The technique is virtually the same. You bend over slightly and then push into the pad until your elbows reach complete extension.
The difference is that the one-arm version requires a) greater core stability and b) more time.
You can reduce the core stability requirement somewhat by holding onto the machine as you press, which will likely enable you to lift more weight.
As for the time component, there’s no way around that, I’m afraid. Any unilateral exercise is going to demand more gym time simply because you’re training each arm separately.
The kneeling tricep pressdown, performed on a cable machine, is a popular exercise for isolating the triceps.
But many lifters don’t realize that they can get great gains by performing the same exercise on an assisted pull-up machine.
Admittedly, performing a kneeling pushdown on an assisted pull-up station requires a lot of core strength—you need to push the pad all the way down and then get into a kneeling position.

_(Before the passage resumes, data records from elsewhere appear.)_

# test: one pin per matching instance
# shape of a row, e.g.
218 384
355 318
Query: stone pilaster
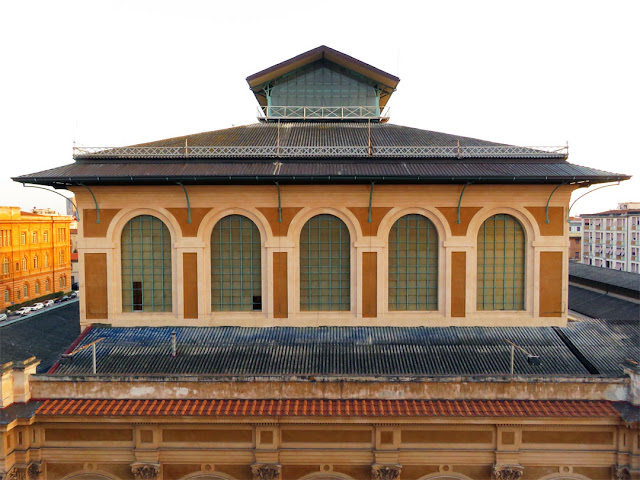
266 471
622 473
145 471
34 471
507 472
385 472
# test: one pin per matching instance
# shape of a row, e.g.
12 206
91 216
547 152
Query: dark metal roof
601 277
601 305
347 351
44 336
606 343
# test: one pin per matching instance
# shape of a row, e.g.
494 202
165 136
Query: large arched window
413 264
325 264
501 260
146 265
236 279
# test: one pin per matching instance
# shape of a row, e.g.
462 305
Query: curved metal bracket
587 193
188 203
279 204
549 201
460 200
370 200
57 193
94 201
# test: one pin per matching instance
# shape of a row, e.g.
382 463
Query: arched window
236 279
501 257
146 265
325 264
413 264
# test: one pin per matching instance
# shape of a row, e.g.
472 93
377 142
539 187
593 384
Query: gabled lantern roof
386 82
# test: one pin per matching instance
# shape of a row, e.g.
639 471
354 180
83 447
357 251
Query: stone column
145 471
385 472
507 472
266 471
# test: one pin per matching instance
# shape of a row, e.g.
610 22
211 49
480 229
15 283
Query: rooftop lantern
323 85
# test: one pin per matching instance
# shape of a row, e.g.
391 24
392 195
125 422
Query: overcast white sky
122 72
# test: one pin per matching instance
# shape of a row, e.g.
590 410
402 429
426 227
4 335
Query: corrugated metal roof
601 305
300 171
604 276
348 351
328 408
606 343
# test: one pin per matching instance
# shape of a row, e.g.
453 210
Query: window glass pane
501 257
325 265
236 277
146 265
413 264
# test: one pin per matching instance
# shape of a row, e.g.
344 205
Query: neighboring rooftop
606 279
346 351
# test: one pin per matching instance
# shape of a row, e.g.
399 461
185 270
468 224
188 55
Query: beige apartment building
325 295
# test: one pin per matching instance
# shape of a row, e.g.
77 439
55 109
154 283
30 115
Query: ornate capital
507 472
622 473
265 471
145 471
17 473
34 471
385 472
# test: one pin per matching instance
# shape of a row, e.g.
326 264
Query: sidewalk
37 312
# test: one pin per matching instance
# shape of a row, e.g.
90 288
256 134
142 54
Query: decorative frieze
145 471
622 473
507 472
266 471
385 472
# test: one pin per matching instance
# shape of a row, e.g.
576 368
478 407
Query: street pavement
44 334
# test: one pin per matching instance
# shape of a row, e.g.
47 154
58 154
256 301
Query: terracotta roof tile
328 408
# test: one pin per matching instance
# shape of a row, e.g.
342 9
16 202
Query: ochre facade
280 233
35 256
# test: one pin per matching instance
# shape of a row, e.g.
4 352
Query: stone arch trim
326 476
302 217
526 219
95 475
210 220
445 476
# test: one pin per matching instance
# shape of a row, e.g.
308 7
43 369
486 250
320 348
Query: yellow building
34 256
324 295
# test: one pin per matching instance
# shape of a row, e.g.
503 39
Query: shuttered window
325 265
236 277
146 265
501 264
413 264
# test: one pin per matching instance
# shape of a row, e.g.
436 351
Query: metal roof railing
357 112
494 151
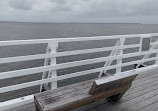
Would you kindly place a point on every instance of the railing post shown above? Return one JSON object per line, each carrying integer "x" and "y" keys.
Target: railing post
{"x": 145, "y": 41}
{"x": 120, "y": 52}
{"x": 46, "y": 63}
{"x": 54, "y": 46}
{"x": 51, "y": 48}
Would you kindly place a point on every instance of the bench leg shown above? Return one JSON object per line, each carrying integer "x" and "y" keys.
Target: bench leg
{"x": 115, "y": 97}
{"x": 36, "y": 107}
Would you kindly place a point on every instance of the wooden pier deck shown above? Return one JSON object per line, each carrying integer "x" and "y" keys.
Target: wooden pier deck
{"x": 142, "y": 96}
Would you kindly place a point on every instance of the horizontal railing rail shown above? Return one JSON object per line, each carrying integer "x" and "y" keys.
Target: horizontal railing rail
{"x": 50, "y": 67}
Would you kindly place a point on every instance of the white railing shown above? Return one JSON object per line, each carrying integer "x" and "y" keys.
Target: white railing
{"x": 50, "y": 67}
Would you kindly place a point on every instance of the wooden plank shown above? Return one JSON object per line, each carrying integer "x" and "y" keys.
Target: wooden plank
{"x": 82, "y": 99}
{"x": 106, "y": 83}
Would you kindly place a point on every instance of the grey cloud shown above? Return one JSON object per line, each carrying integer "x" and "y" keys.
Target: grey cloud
{"x": 21, "y": 4}
{"x": 80, "y": 10}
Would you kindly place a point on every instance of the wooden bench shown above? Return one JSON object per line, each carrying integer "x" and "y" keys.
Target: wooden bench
{"x": 73, "y": 96}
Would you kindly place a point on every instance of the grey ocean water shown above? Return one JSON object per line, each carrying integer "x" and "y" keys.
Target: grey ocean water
{"x": 21, "y": 31}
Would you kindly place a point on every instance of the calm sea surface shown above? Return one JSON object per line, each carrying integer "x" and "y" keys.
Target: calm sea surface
{"x": 21, "y": 31}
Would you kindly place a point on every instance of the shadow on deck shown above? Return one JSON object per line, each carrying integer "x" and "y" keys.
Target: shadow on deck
{"x": 142, "y": 96}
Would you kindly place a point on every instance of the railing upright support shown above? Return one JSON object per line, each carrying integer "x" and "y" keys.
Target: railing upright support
{"x": 145, "y": 45}
{"x": 54, "y": 47}
{"x": 120, "y": 52}
{"x": 46, "y": 63}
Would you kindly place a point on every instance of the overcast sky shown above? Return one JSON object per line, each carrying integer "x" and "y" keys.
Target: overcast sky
{"x": 107, "y": 11}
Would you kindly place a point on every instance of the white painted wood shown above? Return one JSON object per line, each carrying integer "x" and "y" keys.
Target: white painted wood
{"x": 38, "y": 82}
{"x": 119, "y": 61}
{"x": 108, "y": 63}
{"x": 22, "y": 72}
{"x": 40, "y": 41}
{"x": 61, "y": 54}
{"x": 16, "y": 102}
{"x": 53, "y": 67}
{"x": 53, "y": 73}
{"x": 46, "y": 63}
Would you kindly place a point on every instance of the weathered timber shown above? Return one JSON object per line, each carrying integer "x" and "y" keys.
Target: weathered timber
{"x": 74, "y": 96}
{"x": 106, "y": 83}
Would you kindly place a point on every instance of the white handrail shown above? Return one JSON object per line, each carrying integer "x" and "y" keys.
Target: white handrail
{"x": 53, "y": 55}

Yet, even though your abs will be getting an intense isometric workout, your chest will actually be less active when you do the exercise kneeling down.
This is because, when you’re kneeling, you don’t need to bend over as much (because the weights are already elevated off the stack), which means that you won’t work your chest at the expense of your triceps.
Conclusion: Should you do tricep pushdowns on the assisted pull-up machine or not?
The assisted pull-up machine has many uses—dips, leg raises, glute kickbacks, the list goes on.
Many people, however, don’t realize that the assisted pull-up machine is actually a fantastic piece of gym equipment for tricep pushdowns.
Unlike regular pressdowns, there’s no need to hunt down attachments when you use an assisted pull-up machine for pushdowns.
Moreover, as you saw above, there’s a surprising amount of variations within what is already a highly specific and uncommon exercise. So you’re likely to find a version of the assisted tricep pushdown that’s comfortable and which gives you great triceps activation.